Similar tensions played out last week in Sweden during an Eritrean festival in the capital city of Stockholm. About a thousand protesters disrupted the event, leaving dozens injured.
What did the two sides say?
People aligned with festival organizers and the protesters have vastly different accounts of Saturday.
The Coalition of Eritrean Canadian Communities and Organizations (CECCO), which has posted on social media in support of the event, said peaceful people were attacked while celebrating. The group said it had feared violence at the event and called for police support in the days leading up to the festival.
The account also posted a message it said came from the festival’s coordinating committee, calling the city’s decision to cancel its permit “regrettable.” It called the demonstrators “a violent extremist group” and said the city’s decision “rubber stamps” their plans to disrupt and cancel the festival.
Lambros Kiriakakos, chair of the CECCO, said the attack happened during the annual Eritrean Festival at Earlscourt Park.
He said festival helpers were attacked as they were setting up the event in the morning. “This is a long weekend celebration and they were trying to get it cancelled,” he told Global News.
Kiriakakos said the festival was “patriotic” and supports the country’s independence. “In that sense, they will always be linked to national Eritrean society institutions, Eritrean NGOs and welcome(s) representatives of the people, government, Canadian MPs and faith groups, he said.
The protesters opposed Eritrean independence, Kiriakakos alleged.
The CECCO said the festival had been held peacefully for three decades.
Those aligned with the protesters, however, argue the event promotes a repressive regime and is used to fund its operations, including brutal conscription.
Dawit Demoz, who is aligned with the protesters and fled Eritrea before making his way to Toronto, said the event was organized by sympathizers of the Eritrean government and traumatized those that had fled the repressive regime.
“Young people are not allowed to independently work and go to education, they are all under military conscription, there is no economic activity,” he told Global News.
“The only reason the Eritrean government gets foreign currency, support and power to remain in control of Eritrea is the diaspora. The young people oppose the Eritrean government, they want their countries to be safe, they don’t want anything to retraumatize them. They don’t want (government) flags waving around our parks.”
Demoz was conscripted in Eritrea when he was 19 and fled through multiple African countries. He said that, while he remained on the African continent, Eritrean forces and security services worked to bring those who had fled the country back.
The festival and its symbols of the Eritrean government were reminiscent of the tentacles the regime has that extend through parts of Africa, he said.
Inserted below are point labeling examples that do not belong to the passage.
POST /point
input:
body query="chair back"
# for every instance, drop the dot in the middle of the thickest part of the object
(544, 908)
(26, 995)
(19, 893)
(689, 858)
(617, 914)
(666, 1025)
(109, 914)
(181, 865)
The festival is also directly linked to regime fundraising, he claimed.
The biggest divide between protesters’ and festival organizers’ view of the ruling Eritrean government is generational, Demoz said.
He said those who fled the country while it was still ruled by the Ethiopian government linked the current government to independence, while younger refugees directly experienced the brutality of the regime.
“They were established here, they have kids that were born and raised here, so they struggle to differentiate between the interests of Eritrea as a sovereign state and the current conditions that many young people like myself faced in Eritrea,” he said.
What action has been taken?
The City of Toronto has cancelled the permit for the festival, which was originally due to run through the long weekend.
“The City of Toronto is aware of violent incidents that took place today in Earlscourt Park and a protest at the site continues to unfold,” a statement from the city on Saturday night said.
“In the interest of public safety, the City has revoked the festival’s permit at Earlscourt Park – as of 10 p.m. on Saturday, August 5 – meaning the festival will not be allowed to proceed.”
Global News asked Toronto police if any changes had been laid. A response was not received in time for publication.